●今日の一枚 112●
John Coltrane & Johny Hartman
『ジョン・コルトレーンとジョニー・ハートマン』、1963年の録音である。この頃のコルトレーンといえば、1961年にインパルスに移籍し、フリー・ジャズへの方向を歩み始めた時期である。良く知られているように、この時期、コルトレーンはマウスピースが気に入らずに手を加えたらますます悪くなり、急速調の演奏も思いどうりに出来ず、代わりのマウスピースも入手できなかった。そのため、プロデューサーの提案で、『バラード』や『デューク・エリントン&ジョン・コルトレーン』、そして本作 『ジョン・コルトレーンとジョニー・ハートマン』が録音されるわけである。そのような事情で成立した作品がこのような稀有な美しさをもったものになるとは、まさに奇跡的といえるかも知れない。
③ My One And Only Love は、この曲白眉の名演だと思っている。
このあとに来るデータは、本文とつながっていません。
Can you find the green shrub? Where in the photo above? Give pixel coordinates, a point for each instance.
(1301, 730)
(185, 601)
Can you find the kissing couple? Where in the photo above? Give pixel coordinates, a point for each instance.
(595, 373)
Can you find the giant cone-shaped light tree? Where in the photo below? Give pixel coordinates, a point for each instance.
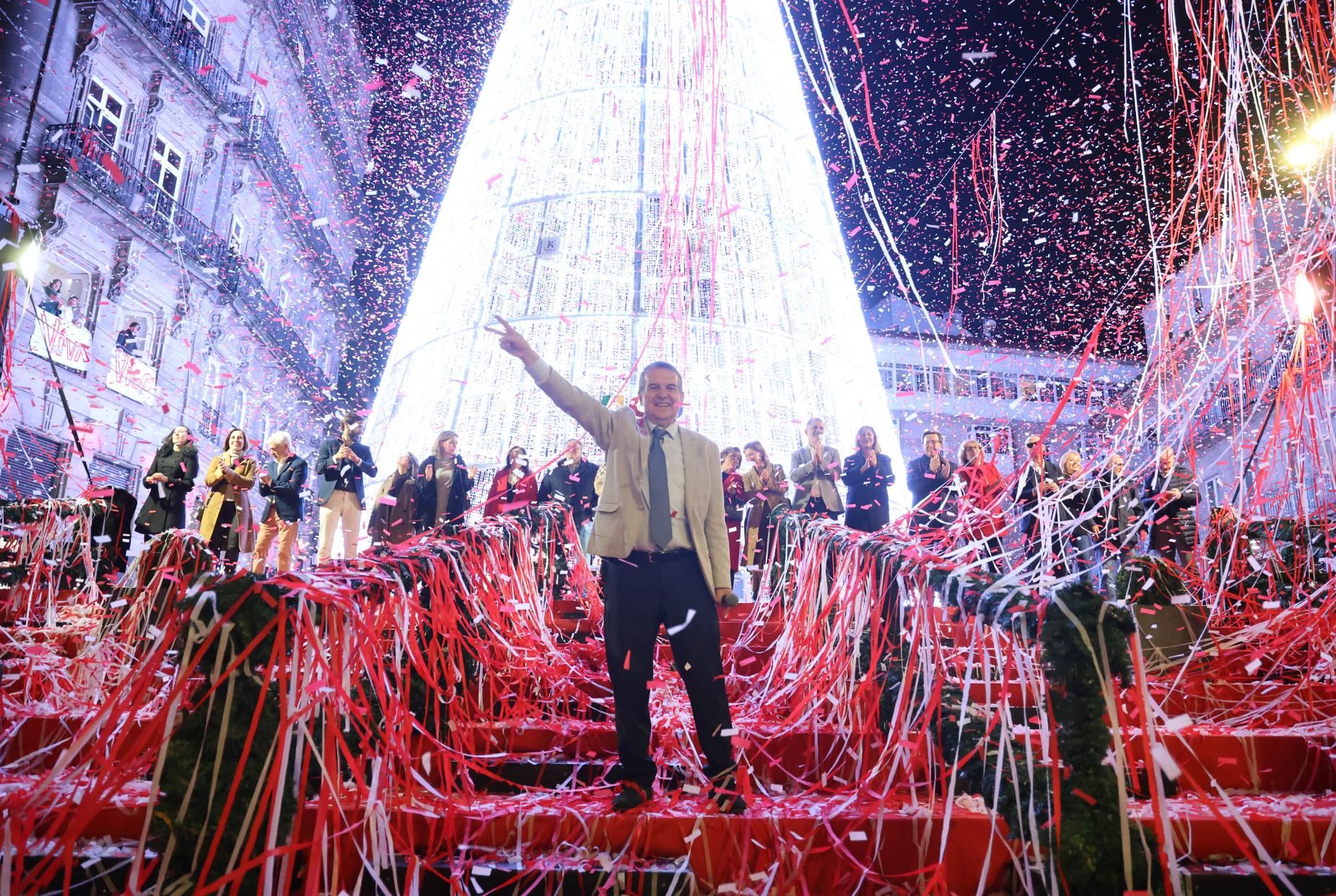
(640, 180)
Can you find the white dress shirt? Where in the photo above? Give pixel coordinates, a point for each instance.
(676, 491)
(676, 477)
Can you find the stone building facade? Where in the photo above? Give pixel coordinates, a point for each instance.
(194, 169)
(990, 393)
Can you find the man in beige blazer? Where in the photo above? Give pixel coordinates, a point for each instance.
(660, 529)
(816, 470)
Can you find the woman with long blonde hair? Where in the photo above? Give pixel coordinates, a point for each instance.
(444, 483)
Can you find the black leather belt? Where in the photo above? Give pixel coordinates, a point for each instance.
(648, 558)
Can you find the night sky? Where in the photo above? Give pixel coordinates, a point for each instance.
(1009, 158)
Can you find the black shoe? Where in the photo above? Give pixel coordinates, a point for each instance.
(726, 796)
(629, 797)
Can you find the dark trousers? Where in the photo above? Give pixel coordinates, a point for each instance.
(816, 506)
(640, 597)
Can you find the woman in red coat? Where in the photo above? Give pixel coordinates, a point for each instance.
(981, 505)
(513, 488)
(735, 502)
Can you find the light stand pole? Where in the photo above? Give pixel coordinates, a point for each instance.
(28, 260)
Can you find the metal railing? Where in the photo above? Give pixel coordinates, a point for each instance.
(186, 45)
(183, 45)
(79, 150)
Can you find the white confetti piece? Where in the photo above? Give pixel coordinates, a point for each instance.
(691, 615)
(1165, 763)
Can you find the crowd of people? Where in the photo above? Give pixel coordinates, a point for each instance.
(672, 538)
(1072, 519)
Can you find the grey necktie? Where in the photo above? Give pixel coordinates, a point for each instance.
(660, 511)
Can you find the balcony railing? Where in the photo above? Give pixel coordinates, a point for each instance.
(179, 40)
(261, 141)
(74, 149)
(183, 45)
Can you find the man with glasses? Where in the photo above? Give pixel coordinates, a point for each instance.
(1039, 478)
(929, 478)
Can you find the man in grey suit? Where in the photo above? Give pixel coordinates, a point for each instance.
(816, 470)
(662, 533)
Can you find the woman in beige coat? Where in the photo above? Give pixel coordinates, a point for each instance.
(226, 524)
(767, 488)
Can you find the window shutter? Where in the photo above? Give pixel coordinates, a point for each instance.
(32, 465)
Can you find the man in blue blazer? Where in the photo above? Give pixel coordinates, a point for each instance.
(342, 464)
(281, 483)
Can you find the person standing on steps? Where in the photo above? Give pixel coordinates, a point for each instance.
(662, 535)
(342, 464)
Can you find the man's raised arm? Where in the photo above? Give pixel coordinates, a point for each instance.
(585, 410)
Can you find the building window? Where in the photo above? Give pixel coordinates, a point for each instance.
(923, 381)
(904, 379)
(105, 113)
(982, 387)
(110, 473)
(165, 170)
(196, 17)
(265, 268)
(34, 465)
(237, 235)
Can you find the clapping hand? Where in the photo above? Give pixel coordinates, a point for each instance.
(512, 342)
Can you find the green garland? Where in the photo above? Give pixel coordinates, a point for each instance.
(209, 742)
(1089, 846)
(1148, 580)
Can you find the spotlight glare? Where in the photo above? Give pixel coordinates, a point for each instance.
(1304, 155)
(1306, 298)
(1323, 130)
(28, 260)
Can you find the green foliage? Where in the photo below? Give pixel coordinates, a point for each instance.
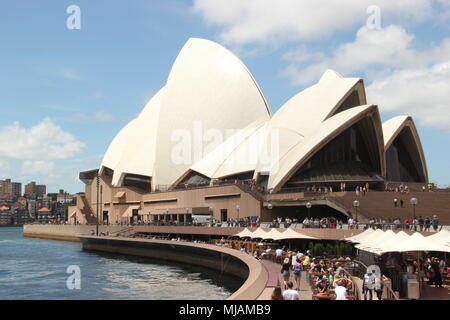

消え入りそうな高音が印象的なコルトレーンの繊細なソロにじっと耳を傾け感じ入っていると、満を持したようにジョニー・ハートマンのボーカルがはじまる。その低音はスピーカーのコーン紙を震わせ、空気を伝って私に届き、私の身体全体を震わせ、心を振るわせる。音が空気を伝わって私に届くことがはっきりと感じられ、鳥肌がたつ。胸がしめつけられ、切なさが身体全体にしみわたる。すごい演奏だ。生きていて良かった。人生って素晴らしい。そう思ってしまう。
あなたを想うと私の心は歌いだす
春の翼に乗った四月のそよ風のように
あなたは華やかな輝きに満ちてあらわれる
あなたこそ私のただひとりの恋人……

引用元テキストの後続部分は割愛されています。